Porsche driver Duarte Fraga may find the law on his side – but nowhere in this bizarre story involving an unspecified number of wild boar flying through the air to their deaths does anyone seem to have spared a thought for the animals.
This latest road horror took place on the A2 motorway just outside Grândola. It was 3.45am and Duarte Fraga was driving his swanky Porsche Panamera – at an unknown speed – towards Lisbon.
According to one news report, he suddenly felt a “bump on the left side and then saw two wild boar flying through the air”.
Another report talks about a bus in front of him having hit three of a wandering group of six boar, which were then “projected” against the northbound Porsche.
Whatever the details, the pigs came off worse – while the Porsche (starting price €94,000) suffered damages to the tune of €7,000. No one was hurt in the incident.
Duarte Fraga, described as a car salesman, is now trying to get compensation from Brisa, the company in charge of the motorway.
He says shoddy fencing caused the boar to get access to the road – and that Brisa’s maintenance is therefore at fault.
Deco backs him up, affirming that “when a consumer pays for a road toll, he is buying a service that assures comfort, speed and safety”.
But Brisa is apparently having none of it.

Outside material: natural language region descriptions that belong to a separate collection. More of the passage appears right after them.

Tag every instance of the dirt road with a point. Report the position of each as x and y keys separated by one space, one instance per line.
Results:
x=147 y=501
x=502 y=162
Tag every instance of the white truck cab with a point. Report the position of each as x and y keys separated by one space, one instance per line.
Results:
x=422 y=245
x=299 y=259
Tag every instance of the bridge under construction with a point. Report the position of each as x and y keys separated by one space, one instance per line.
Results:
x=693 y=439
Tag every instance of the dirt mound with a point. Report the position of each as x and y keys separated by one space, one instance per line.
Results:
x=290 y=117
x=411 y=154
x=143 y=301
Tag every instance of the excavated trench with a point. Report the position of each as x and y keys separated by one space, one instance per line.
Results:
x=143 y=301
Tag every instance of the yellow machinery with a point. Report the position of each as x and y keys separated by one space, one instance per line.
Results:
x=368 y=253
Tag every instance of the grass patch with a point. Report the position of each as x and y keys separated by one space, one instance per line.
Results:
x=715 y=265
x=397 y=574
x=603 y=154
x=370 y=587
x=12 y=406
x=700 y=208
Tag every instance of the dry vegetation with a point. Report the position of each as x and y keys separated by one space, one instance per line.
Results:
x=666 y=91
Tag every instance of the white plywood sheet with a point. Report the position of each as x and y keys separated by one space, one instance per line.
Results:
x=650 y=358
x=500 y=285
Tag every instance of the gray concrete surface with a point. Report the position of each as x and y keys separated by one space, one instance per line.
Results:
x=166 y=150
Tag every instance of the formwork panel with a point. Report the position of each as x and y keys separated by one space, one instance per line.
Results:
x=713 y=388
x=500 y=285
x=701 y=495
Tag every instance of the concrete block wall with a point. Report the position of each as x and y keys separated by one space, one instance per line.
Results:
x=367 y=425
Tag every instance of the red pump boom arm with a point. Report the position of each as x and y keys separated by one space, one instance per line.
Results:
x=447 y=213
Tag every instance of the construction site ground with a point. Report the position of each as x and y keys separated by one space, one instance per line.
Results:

Quoted in the Portuguese press, the company has rejected any notion of blame saying it “complied with its obligation to upkeep the road and its respective equipment and infrastructures” and that the “entry of the animals … was not a result of any lack of compliance with obligations”.
As for the animals, there were allegedly six of them. Three got away and, with any luck, will steer clear of the A2 and Porsche Panameras.
Brisa paid up in similar accident in 1999
As Fraga pursues Brisa for compensation, the Resident has found at least one other case where the road company has been ordered to pay-up over wild boar wandering on the motorway.
In 2009, the Tribunal de Alenquer found Brisa guilty of “not fulfilling its obligations to guarantee safe road travel” in the tragic case of a young woman driver, who died after her car hit a wild boar on the A1.
The parents of the girl told Lusa that they had tried for years to get compensation from Brisa, who had initially “refuted any responsibility for the accident”.
The dead girl’s father added that anyone who received similar treatment from Brisa in future should “have the courage” to go forwards and fight for compensation.